Thursday, September 20, 2012

Special Guest Post by Dave In Florida: The Real Poll Results

Good morning, y'all. I have a special treat for all fourteen of you today. For this post, I'm turning over the keyboard to fellow Ace of Spades HQ Moron Dave in Florida wherein he'll explain what the poll numbers should be.

I'm sure that everyone sees all the poll results that show President Obama with a slight lead nationally despite all evidence that should show him trailing Mitt Romney. There's more to this than meets the eye, as is common with political matters.

Dave is an engineer and works with numbers for a living as I once did. He's gone through the figures in these polls and will show that this presidential race is far from over and Obama is not in the lead as the MFM would have you believe.

Fair Warning: this post contains maths and it's quite comprehensive in showing how the actual numbers were reached. I concur with Dave's conclusion: Mitt is actually ahead.

Got your coffee ready? Good.

Take it away, Dave...



There has been considerable discussion among us all regarding the validity of
the national polls that are being published.  Obviously, when polls are being
put out that use samples that are larger than the results of the 2008 election,
then many of us become suspicious.  With this latest round of Eeyorism (Erick
and Ace, I'm looking at you), I decided that I was going to take a real look at
the polls and see if I could make sense of them.

As I examined the top line numbers, I realized what has been bugging me for
months about the polls.  There isn't enough noise in the samples to make them
credible.  Let me give an example I am used to in the real world.  If you sample
a specific frequency for a signal, you expect to see a lot of noise from other
signals in other bands interfering with your sample, due to harmonics.  What is
done is, the sample band is run through a filter to clean up the signal, removing
spurious signals first.

Look at the results of 7 polls currently being used in the RCP average:

Tipp - O+2
CBS/NYT - O+3
Fox - O+5
Ipsos - O+3
Dem Corps - O+5
ABC/WaPo - O+1
WSJ/NBC - O+5

Those are all in a nice tight grouping with an average of 3, with not a single
results more than 2 away from the average.  It looks like nothing is outside of
a single standard deviation.  That alone is a HIGHLY unlikely event.  I'm not
expert enough of a statistician to figure out the odds, but the probability of
getting a random sample this tight is very low against a truly random signal. 
In the signal processing world, we would look at this result and ask what type
of filter was used on the source signal, it doesn't occur in nature.

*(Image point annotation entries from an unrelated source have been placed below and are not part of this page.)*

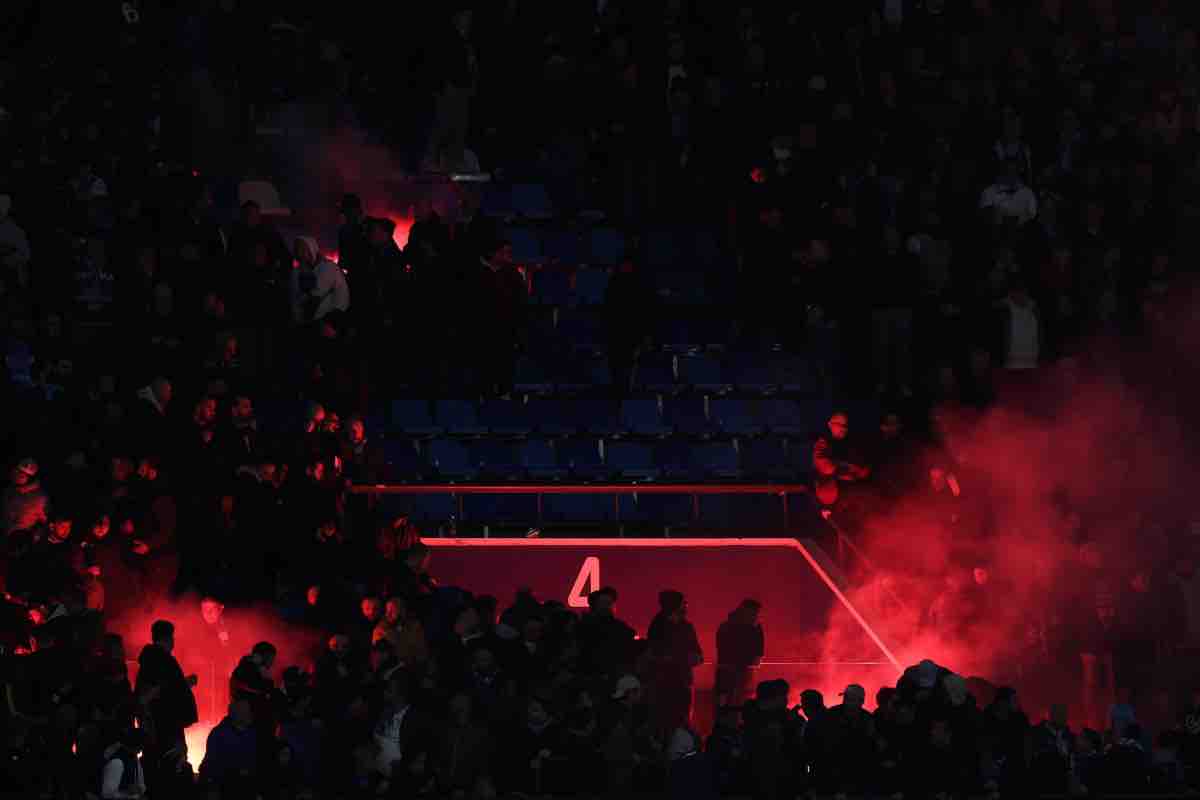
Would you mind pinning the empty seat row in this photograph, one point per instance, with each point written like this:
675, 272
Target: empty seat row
691, 415
592, 458
747, 513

So if I want to be paranoid, I can think of an alternate sampling method that
would result in these results.  Suppose I start with a very large sample with a
relatively even distribution, such as 100,000 marbles which are half red and
half blue, then I determine that I want to end up with a result that I have
selected 52% blue marbles.  What I can do is keep picking marbles until I have
selected enough to show a random sample was used (e.g. at least 800 selections)
but not stop the selection until I reach the 52% number.  I might get there at
800, or at 900, or even at 1000.  But it won't take me long to get a result that
is a desired small deviation away from the actual distribution of the entire
population.

If I then report those results as an actual probabilistic outcome and not report
that I had a specific result desired, then it is not discernible from examining
the results.  Hence the old saying, "lie, damn lies, and statistics".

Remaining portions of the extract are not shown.